Write-Behind (Write-Back) Caching: Deferring Persistence for Speed
Core concept
In write-behind caching, writes go to the cache immediately and are acknowledged to the client, while the actual persistence to the backing store (database, disk) happens asynchronously in the background. This contrasts with write-through (where cache and DB are updated synchronously on every write) and write-around (where writes bypass the cache entirely). The cache layer batches or queues dirty writes and flushes them to the DB after a configurable delay or when certain conditions are met (buffer full, time elapsed). The result is dramatically lower write latency and reduced DB write pressure, but at the cost of durability — if the cache node crashes before flushing, those writes are lost.
Concrete real-world example
Consider a real-time multiplayer game updating player scores every few seconds. With write-through, every score tick hammers the DB — thousands of writes per second per player. With write-behind, Redis (an in-memory data store) holds the current score in-memory and flushes to PostgreSQL every 5 seconds or when a match ends. The DB sees 100x fewer writes; players see instant score updates. This is also how Linux's page cache works: write() syscalls hit kernel memory, fsync() forces the actual disk flush.
One trade-off / gotcha
Data loss window vs. throughput is a hard dial, not a free lunch. If the cache node fails between a write and a flush, you lose data with zero visibility to the client (they already got a success response). This makes write-behind inappropriate for financial transactions or any system where loss is unacceptable. You must pair it with strategies like a Write-Ahead Log (WAL) in the cache tier, replication of the dirty queue, or accepting bounded loss explicitly in your SLA.

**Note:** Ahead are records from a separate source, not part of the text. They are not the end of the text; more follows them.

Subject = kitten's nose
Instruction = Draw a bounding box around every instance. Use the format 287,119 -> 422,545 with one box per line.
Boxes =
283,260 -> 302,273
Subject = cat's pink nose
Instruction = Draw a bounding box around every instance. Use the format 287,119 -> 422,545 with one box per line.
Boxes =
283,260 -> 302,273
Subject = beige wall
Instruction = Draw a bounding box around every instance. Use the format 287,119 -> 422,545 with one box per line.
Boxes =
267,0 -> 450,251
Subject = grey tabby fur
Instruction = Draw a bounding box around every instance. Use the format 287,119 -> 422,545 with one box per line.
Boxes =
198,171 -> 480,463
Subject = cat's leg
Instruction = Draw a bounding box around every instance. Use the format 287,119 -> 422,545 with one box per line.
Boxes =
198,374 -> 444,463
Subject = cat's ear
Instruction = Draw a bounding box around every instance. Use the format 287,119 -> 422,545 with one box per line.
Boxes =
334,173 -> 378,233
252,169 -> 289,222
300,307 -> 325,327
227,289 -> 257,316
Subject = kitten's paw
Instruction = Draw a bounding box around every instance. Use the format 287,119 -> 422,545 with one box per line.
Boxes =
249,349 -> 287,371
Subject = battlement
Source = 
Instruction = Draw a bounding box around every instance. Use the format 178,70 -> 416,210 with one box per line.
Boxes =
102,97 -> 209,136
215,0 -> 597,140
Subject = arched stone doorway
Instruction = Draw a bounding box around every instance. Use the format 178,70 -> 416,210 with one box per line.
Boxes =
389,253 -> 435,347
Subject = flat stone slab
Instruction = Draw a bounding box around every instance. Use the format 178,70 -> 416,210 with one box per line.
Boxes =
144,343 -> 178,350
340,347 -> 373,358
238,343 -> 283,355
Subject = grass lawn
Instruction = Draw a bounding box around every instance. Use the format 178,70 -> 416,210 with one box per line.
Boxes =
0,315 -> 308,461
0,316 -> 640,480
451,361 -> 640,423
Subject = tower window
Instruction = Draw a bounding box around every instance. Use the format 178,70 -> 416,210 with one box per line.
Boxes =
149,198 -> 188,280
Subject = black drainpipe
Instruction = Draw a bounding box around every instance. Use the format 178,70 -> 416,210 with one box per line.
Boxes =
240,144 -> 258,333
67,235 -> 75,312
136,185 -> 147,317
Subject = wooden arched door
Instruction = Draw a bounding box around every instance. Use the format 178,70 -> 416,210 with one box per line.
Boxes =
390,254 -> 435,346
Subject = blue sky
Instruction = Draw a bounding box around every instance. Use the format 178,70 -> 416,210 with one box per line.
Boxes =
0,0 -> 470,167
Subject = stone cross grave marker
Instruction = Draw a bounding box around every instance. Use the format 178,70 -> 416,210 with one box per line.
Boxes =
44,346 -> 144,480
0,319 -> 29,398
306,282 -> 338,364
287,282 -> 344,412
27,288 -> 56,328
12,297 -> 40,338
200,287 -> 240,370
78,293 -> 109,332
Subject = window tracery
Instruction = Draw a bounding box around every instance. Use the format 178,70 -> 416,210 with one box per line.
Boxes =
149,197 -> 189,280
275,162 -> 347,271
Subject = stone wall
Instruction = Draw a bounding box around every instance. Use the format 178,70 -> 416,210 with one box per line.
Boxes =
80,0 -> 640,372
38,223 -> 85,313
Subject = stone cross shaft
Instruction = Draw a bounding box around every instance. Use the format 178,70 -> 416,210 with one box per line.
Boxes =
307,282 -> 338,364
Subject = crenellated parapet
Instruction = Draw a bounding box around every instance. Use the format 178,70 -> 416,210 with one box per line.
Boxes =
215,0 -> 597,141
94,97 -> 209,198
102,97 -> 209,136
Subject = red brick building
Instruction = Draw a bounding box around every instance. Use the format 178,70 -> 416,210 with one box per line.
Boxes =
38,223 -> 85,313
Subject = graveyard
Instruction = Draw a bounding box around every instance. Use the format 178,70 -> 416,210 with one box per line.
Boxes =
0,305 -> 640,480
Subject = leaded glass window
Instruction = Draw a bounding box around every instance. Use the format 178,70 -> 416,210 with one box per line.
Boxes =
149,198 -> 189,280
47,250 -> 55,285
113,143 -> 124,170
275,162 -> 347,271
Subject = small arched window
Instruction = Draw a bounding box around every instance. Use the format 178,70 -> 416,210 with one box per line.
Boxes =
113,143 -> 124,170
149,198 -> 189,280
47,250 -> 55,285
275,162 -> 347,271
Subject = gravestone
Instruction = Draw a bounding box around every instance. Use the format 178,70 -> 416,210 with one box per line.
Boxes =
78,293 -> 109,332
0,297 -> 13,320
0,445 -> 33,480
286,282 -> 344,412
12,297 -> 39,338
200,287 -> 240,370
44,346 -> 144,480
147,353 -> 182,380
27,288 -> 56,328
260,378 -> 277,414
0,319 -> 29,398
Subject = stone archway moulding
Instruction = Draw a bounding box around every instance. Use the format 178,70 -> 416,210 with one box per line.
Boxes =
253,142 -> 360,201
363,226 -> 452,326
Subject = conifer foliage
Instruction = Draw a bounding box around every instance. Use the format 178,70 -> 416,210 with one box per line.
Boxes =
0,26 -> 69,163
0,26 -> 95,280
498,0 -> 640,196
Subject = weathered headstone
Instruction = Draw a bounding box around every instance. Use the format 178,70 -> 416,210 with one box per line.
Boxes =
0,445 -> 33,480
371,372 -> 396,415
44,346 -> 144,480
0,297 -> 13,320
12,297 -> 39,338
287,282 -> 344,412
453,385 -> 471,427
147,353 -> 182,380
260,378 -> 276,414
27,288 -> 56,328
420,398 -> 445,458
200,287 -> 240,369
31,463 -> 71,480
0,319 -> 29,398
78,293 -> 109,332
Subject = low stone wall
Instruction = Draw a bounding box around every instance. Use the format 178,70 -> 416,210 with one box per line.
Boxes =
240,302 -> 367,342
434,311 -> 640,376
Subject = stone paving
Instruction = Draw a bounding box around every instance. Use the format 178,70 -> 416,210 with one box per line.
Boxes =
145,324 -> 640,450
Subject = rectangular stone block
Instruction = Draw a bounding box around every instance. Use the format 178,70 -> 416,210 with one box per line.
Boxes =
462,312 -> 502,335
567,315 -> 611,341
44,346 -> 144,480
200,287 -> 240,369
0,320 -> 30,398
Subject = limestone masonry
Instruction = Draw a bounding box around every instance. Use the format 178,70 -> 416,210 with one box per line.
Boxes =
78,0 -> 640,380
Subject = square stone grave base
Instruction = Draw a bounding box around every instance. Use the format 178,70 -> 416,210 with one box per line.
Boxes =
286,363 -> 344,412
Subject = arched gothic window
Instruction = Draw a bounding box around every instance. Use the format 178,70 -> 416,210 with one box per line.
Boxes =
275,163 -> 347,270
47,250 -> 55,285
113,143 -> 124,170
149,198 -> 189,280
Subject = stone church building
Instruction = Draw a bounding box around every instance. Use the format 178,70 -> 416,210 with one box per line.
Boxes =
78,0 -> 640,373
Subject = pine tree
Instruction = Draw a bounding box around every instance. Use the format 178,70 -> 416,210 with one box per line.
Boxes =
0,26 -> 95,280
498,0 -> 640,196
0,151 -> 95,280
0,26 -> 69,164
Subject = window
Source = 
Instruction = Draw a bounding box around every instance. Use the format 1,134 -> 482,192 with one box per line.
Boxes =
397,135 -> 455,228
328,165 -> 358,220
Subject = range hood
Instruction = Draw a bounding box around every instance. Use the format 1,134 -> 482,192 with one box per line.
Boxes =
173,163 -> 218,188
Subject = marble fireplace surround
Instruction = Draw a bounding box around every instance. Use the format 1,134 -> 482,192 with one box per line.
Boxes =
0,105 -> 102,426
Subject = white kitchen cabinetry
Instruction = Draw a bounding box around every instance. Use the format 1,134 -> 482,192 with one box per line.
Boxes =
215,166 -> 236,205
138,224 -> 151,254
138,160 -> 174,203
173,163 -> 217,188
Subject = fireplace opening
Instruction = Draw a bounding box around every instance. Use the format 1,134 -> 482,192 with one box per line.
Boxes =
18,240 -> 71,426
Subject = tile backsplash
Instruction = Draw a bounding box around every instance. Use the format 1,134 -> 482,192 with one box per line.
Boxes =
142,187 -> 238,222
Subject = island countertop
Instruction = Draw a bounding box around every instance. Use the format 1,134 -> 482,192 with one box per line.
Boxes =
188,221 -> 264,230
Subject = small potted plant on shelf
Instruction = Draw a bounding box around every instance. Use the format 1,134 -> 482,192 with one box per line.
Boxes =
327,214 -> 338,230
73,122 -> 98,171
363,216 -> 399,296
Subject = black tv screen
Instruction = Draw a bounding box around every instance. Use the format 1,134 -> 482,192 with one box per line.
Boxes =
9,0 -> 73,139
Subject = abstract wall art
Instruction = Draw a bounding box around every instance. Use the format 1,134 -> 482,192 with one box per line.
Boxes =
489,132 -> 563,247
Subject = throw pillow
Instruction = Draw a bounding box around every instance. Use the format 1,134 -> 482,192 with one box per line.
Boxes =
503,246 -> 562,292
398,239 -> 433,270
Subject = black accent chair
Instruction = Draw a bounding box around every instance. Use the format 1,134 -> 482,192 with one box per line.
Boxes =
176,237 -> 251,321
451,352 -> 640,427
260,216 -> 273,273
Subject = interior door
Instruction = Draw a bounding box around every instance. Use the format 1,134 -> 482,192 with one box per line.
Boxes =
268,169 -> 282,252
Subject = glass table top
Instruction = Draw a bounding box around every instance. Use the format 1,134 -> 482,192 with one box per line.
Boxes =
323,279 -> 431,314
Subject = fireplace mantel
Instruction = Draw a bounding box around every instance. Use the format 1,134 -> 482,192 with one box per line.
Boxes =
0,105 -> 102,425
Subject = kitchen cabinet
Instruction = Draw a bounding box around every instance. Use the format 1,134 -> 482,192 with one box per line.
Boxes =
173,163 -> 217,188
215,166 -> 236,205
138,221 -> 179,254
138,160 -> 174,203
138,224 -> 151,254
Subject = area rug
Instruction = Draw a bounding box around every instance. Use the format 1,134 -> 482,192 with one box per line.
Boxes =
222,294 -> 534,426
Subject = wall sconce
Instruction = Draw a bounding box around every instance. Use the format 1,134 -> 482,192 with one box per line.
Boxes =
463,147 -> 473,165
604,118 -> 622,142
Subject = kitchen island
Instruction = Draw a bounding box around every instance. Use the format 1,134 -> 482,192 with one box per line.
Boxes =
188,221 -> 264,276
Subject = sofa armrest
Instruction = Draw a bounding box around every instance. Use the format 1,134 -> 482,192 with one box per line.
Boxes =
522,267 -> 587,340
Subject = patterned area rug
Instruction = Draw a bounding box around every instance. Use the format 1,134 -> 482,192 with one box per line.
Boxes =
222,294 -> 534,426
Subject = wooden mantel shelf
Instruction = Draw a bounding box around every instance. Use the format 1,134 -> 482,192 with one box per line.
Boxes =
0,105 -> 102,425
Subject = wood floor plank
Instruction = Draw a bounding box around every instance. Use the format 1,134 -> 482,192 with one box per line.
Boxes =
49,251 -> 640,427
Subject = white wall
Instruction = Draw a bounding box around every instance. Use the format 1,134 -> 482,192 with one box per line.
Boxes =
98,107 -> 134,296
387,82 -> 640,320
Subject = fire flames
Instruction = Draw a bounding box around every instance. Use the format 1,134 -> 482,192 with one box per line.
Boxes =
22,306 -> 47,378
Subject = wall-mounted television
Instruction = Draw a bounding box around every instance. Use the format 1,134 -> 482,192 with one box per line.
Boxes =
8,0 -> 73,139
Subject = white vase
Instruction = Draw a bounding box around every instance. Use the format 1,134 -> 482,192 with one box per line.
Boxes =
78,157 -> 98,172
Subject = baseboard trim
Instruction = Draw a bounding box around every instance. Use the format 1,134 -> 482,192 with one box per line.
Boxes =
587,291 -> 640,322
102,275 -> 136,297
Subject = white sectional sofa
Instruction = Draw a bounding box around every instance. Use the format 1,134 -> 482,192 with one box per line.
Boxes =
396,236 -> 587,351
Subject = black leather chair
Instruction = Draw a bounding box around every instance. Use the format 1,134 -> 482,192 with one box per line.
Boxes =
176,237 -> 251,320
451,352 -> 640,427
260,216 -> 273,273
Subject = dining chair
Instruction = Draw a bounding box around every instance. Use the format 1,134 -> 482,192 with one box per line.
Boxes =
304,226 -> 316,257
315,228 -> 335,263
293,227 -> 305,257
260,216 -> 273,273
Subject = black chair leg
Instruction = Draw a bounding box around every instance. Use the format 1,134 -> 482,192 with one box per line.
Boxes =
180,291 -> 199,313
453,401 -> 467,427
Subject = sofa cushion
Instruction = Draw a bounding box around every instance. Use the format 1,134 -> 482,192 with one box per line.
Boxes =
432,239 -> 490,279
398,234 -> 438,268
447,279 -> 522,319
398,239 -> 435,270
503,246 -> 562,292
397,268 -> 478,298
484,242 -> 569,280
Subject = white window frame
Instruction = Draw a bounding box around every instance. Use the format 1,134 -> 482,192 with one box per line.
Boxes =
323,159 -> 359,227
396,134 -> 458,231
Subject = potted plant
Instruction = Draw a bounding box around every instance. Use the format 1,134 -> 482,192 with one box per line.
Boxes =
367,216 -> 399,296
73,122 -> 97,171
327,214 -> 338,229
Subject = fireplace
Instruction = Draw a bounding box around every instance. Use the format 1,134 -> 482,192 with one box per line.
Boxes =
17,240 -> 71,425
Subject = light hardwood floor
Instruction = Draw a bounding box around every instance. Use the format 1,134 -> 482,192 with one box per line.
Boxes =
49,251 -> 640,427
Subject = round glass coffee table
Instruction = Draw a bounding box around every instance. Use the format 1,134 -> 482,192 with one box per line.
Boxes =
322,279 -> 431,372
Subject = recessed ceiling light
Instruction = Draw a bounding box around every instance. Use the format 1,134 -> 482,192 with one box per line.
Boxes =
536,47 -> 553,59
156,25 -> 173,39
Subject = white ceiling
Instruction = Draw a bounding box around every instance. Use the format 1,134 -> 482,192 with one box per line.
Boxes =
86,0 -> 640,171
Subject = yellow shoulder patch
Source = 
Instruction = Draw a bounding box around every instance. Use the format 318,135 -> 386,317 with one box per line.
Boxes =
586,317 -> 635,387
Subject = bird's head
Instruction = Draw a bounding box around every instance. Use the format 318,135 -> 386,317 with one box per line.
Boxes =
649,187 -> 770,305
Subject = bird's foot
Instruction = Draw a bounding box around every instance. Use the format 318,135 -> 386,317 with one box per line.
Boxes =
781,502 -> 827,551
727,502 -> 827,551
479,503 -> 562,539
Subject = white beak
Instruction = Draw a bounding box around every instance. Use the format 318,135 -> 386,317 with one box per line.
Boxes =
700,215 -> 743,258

An interview-style question to ponder
You're designing a ride-sharing app where driver location is updated every 2 seconds from millions of drivers. Would you use write-through, write-behind, or write-around for persisting these locations — and what failure scenarios must your choice explicitly handle?
Stuck? Show a hint
Don't start from the three cache modes — start from the data itself. Ask how durable a single location update really needs to be, and how quickly the next update (2 seconds later) makes the previous one worthless. The more disposable the data, the more aggressively you can defer persistence for speed.
Show answer
Use write-behind: writes hit an in-memory store like Redis and flush to the database asynchronously, because driver location is high-volume, ephemeral, and loss-tolerant.
- Why not write-through: it would force millions of synchronous DB writes per second for data that is already stale within 2 seconds — the database becomes a pointless bottleneck for values nobody needs durably.
- Why not write-around: the matching and ETA reads need the latest location served straight from cache, but write-around skips the cache on writes, so those reads would miss or go stale.
- Failure scenario you must handle: a cache node crash silently loses the last few seconds of positions, so you lean on drivers continuously re-reporting to self-heal, and you partition the keyspace (e.g. by geohash) so one node failure blanks one region, not the whole map.
- But why is losing data acceptable here? Because a dropped 2-second update is harmless the instant the next one arrives — the data is disposable by nature, unlike an order or a payment.
- Watch out: never treat an unflushed in-memory location as a system of record — do not bill, dispatch, or settle disputes off a value that may vanish on crash.